Unit testing is one of the most established and practically applicable quality-assurance techniques in modern software development work-flows. One major advantage of unit testing as compared to more heavy-weight
techniques is the arbitrarily adjustable trade-off between efficiency (i.e., testing effort) and effectiveness (i.e., fault-detection probability). To this end, a variety of testing strategies have been proposed to exploit, and explicitly control, this trade-off. In particular, test-suite reduction techniques are concerned with reducing the number of (presumably redundant) test cases in a test suite while testing a single program version. Regressiontest selection strategies are concerned with a similar goal, yet focusing on the selection of test cases for consecutive program revisions. As a consequence, both kinds of strategies may potentially influence—or even obstruct— each others’ performance in various ways. For instance, test cases discarded during test-suite reduction for a particular program version may become relevant again during regression-test selection after a program revision, and vice versa. Hence, how to find a suitable combination of both strategies leading to a reasonable efficiency/effectiveness trade-off throughout the entire version history of a program is an open question. The goal of this paper is to gain a better understanding of the potential interactions between both kinds of unit-testing strategies with respect to efficiency and effectiveness. To this end, we present a configurable experimental evaluation framework for automated unit-testing of C programs comprising different strategies for test-suite reduction and as regression-test selection and possible combinations thereof. We apply this framework to a collection of subject systems, delivering several crucial insights: (1) test-suite reduction has almost always a negative impact on the effectiveness of regression-test selection, yet a positive impact on efficiency and (2) test cases revealing to testers the effect of program modifications between consecutive program versions are far more effective than test cases simply covering modified code parts, yet causing much more testing effort.

Supplementary Data

ArtifactDownload
RegreTS1, 2, 3, 4
Results1, 2, 3
TestCovzip

The zip files for RegreTS contain the test-case generation framework used for generating the test suites as explained in "Reproduction of Results".
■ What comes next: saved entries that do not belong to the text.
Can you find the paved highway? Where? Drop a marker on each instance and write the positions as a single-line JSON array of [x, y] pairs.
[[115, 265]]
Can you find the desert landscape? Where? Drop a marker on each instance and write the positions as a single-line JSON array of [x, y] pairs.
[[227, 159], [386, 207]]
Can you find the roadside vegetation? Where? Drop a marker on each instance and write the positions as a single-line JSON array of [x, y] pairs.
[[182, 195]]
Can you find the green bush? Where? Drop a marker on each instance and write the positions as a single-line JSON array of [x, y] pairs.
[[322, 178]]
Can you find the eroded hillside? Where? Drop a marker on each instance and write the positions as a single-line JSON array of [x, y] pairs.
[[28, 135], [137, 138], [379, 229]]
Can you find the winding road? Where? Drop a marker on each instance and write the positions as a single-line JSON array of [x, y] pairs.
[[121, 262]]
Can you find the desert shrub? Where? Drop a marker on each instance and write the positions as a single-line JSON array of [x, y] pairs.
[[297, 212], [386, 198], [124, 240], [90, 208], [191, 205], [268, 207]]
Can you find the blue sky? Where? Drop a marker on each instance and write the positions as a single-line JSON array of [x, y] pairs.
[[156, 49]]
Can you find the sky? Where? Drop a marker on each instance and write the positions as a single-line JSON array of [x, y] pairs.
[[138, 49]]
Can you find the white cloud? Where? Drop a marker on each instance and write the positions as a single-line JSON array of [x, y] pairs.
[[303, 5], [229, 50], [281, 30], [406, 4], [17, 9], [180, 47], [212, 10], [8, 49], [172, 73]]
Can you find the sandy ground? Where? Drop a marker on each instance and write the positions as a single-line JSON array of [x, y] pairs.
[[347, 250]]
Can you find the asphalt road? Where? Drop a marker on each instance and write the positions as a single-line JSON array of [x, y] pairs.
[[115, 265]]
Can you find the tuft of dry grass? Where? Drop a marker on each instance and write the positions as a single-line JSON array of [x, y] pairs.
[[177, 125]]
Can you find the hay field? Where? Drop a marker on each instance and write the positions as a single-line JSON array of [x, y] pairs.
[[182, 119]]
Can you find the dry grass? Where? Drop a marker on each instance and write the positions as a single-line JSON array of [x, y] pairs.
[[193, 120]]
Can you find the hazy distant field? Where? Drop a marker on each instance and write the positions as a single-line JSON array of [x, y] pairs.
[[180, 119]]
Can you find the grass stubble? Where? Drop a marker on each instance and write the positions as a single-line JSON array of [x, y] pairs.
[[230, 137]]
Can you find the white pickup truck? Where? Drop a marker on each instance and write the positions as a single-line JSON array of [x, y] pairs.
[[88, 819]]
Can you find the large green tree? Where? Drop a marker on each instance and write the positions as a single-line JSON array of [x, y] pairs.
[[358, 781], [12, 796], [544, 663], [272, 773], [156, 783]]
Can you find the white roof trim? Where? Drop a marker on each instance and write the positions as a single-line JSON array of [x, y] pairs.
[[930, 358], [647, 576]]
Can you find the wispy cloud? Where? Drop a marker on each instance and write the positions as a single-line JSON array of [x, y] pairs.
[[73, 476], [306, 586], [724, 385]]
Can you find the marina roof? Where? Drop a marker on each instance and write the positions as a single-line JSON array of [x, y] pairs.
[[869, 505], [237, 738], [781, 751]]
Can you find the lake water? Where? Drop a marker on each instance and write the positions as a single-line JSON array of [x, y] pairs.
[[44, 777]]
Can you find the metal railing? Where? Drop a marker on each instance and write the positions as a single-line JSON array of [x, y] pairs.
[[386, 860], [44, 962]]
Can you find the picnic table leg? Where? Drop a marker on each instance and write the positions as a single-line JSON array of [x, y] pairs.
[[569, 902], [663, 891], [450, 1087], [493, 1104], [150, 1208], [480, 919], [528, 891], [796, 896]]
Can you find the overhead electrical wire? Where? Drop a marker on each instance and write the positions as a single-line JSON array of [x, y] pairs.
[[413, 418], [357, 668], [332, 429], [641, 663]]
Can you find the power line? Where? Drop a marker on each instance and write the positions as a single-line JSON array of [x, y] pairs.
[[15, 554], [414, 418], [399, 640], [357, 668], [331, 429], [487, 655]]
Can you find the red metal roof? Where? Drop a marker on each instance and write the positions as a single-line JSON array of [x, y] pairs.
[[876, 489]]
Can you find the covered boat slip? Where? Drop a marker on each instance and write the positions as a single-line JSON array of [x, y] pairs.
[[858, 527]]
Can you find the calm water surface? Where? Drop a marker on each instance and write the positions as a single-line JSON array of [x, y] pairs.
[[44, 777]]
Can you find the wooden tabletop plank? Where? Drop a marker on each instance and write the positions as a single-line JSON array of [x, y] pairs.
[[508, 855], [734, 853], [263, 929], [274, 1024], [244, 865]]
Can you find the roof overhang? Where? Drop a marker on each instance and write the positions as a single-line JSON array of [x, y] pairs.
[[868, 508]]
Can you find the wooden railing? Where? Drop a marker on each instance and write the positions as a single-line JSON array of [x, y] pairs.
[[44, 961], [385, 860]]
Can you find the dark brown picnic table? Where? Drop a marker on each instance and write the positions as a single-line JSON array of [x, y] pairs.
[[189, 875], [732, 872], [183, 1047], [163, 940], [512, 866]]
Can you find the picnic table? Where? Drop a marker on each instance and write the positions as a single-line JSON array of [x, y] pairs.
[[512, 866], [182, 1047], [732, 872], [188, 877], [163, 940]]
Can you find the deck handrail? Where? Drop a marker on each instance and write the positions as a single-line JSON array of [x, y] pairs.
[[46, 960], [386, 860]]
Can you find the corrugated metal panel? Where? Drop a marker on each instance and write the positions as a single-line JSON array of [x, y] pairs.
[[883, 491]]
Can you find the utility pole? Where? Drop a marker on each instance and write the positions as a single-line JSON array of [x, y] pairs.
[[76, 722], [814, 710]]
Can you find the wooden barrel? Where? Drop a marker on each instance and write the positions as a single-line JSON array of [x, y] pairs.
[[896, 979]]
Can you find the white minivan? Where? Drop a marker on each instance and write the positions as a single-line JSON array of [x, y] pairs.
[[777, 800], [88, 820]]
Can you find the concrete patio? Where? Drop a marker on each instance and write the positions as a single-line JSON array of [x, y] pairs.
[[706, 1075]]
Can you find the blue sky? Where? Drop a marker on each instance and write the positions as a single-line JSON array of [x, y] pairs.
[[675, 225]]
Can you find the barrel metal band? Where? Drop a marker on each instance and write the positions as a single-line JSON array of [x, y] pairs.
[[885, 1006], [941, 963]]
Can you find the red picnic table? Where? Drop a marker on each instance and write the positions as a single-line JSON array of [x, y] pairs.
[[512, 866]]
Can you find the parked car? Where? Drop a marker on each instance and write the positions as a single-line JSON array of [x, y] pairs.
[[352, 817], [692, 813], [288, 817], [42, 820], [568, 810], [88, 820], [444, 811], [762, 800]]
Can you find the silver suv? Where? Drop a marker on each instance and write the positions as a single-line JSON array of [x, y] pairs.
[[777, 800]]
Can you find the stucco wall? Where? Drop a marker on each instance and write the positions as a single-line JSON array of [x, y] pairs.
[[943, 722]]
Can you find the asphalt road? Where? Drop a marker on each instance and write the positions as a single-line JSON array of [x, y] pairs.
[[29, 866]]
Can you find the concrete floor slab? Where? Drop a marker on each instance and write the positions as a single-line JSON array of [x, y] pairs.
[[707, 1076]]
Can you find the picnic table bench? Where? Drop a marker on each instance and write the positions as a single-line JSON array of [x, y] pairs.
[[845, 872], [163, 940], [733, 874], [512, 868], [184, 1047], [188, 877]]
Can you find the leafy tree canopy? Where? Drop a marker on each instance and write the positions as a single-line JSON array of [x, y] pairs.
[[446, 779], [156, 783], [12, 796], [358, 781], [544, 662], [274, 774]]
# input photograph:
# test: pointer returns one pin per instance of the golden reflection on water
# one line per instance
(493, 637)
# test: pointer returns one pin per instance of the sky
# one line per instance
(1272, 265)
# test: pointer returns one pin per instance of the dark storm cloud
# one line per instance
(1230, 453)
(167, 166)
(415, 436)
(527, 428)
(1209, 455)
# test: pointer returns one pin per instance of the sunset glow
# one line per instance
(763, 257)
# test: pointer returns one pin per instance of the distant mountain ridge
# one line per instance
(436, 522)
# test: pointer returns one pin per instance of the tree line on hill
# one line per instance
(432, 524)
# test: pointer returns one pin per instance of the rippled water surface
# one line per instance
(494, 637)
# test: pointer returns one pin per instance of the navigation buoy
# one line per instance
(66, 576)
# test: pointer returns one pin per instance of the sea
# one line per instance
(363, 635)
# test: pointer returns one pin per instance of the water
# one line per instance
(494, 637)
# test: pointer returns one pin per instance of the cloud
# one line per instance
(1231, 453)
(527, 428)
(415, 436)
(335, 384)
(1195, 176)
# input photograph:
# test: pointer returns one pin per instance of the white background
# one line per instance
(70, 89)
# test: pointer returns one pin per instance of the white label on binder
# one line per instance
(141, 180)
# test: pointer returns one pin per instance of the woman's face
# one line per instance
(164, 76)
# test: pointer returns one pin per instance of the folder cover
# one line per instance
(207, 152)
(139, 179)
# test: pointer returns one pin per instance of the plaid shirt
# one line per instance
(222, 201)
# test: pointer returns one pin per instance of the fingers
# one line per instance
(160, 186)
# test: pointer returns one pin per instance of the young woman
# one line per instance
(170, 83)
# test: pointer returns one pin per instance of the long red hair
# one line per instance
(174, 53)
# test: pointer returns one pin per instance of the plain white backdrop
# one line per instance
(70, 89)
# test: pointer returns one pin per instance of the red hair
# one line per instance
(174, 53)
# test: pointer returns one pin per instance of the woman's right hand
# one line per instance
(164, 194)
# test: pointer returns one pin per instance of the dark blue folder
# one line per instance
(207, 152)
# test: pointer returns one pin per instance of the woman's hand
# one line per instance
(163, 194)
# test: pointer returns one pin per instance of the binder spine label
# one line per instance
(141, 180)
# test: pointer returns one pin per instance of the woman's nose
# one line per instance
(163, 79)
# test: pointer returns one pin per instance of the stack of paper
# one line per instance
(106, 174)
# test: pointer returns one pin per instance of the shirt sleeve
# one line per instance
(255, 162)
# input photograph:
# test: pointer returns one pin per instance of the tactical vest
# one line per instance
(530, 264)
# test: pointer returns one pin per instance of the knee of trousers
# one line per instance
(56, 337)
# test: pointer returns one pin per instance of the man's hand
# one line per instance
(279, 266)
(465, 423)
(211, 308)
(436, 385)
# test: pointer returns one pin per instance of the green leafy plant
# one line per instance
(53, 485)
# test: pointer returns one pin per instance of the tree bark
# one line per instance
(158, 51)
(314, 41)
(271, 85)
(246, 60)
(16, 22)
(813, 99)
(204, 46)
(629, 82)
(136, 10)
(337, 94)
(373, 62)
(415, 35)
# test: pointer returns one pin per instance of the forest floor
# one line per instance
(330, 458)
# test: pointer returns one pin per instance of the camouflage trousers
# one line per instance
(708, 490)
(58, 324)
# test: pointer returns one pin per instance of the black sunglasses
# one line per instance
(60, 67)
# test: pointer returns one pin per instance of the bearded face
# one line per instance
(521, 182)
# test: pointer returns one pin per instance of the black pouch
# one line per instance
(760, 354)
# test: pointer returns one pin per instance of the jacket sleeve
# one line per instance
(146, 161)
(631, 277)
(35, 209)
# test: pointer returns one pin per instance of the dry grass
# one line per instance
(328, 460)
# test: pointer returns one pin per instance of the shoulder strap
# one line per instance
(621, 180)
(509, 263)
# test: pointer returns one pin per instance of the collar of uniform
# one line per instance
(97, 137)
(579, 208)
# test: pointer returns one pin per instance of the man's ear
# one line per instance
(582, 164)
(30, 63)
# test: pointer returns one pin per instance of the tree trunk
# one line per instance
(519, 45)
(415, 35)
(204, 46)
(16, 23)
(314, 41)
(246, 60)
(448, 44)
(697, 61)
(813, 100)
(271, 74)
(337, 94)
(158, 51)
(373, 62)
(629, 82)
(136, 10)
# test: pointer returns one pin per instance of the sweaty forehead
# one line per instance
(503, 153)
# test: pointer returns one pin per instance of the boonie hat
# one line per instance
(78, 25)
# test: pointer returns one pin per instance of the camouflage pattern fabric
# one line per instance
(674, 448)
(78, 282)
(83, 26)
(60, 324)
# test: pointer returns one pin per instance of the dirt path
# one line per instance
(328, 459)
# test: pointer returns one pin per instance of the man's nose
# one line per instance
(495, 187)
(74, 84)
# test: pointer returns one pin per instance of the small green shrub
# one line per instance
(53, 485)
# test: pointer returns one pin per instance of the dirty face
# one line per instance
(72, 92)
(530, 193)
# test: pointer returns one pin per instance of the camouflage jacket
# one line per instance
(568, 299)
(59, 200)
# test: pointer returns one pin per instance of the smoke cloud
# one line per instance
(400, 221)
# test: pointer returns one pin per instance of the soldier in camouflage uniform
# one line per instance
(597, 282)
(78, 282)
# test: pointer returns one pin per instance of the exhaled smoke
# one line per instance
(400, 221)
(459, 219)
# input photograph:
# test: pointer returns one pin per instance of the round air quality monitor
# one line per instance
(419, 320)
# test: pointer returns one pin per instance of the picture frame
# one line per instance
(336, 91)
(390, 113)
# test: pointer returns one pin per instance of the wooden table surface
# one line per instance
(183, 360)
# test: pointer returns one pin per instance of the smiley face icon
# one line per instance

The zip files for Results contains all results, as well as files with the results for each test-suite and the aggregated results for each strategy.

Additionally, the programs used for creating traversing and revealing test-cases are in the corresponding folders (i.e., traversing and compare folders), and the program used to check if the test-suite actually managed to find the bug is present in the corresponding "check" folders.

Lastly, the zip files for TestCov contain the test-suite validator TestCov, which is used for reducing the test-suites and checking if the test-suites find the corresponding bugs.

Reproducing the Results

To create a test-suite for a given comparator-program (traversing or revealing) RegreTS needs to be unpackaged and executed with the following call:

  • scripts/cpa.sh tigertestcomp20 -setprop "tiger.testSuiteFolder=pathToTestSuite" -setprop "tiger.fqlQuery=query" -setprop "tiger.numberOfTestCasesPerGoal=NRT" -benchmark -heap 15000M pathToProgram

where

  • pathToProgram is the path to the comparator-program
  • pathToTestSuite is the path for the resulting test-suite
  • query is either "Goals:G1" for revealing comparator-programs (in the "compare" folders) or  "GoalRegex:.*_CHANGE_.*" for traversing
  • NRT is the number of test-cases created per goal

This step should be repeated for each comparator-program of the current subject system and the test-suites of prior versions merged into the test-suites of later versions (to re-use the prior generated test cases).

The resulting test-suite can then be reduced by calling TestCov with the following parameters:

  • python3 bin/testcov --goal goalFile --test-suite testsuite.zip --timelimit-per-run 30 --reduction reductionStrategy --no-plots program

where

  • goalFile is the corresponding goalFile in the TestCov folder (either goal_traversing.prp or goal_revealing.prp)
  • testsuite.zip is the zipped test-suite previously generated
  • reductionStrategy if either DIFF, ILP or FAST_PP
  • program is the comparator-program the test-suite was generated on

The result will be a reduced test suite.

To check wether a test-suite finds the correspding bug, call TestCov as follows:

  • python3 bin/testcov --goal goal_revealing.prp --test-suite testsuite.zip --timelimit-per-run 30 --no-plots checkProgram

where

  • testsuite.zip is the corresponding test suite
  • checkProgram is the comparator-program (with the same version number as the comparator-program the test-suite was generated on) which compares the bugged and the original version (in the "check" folder).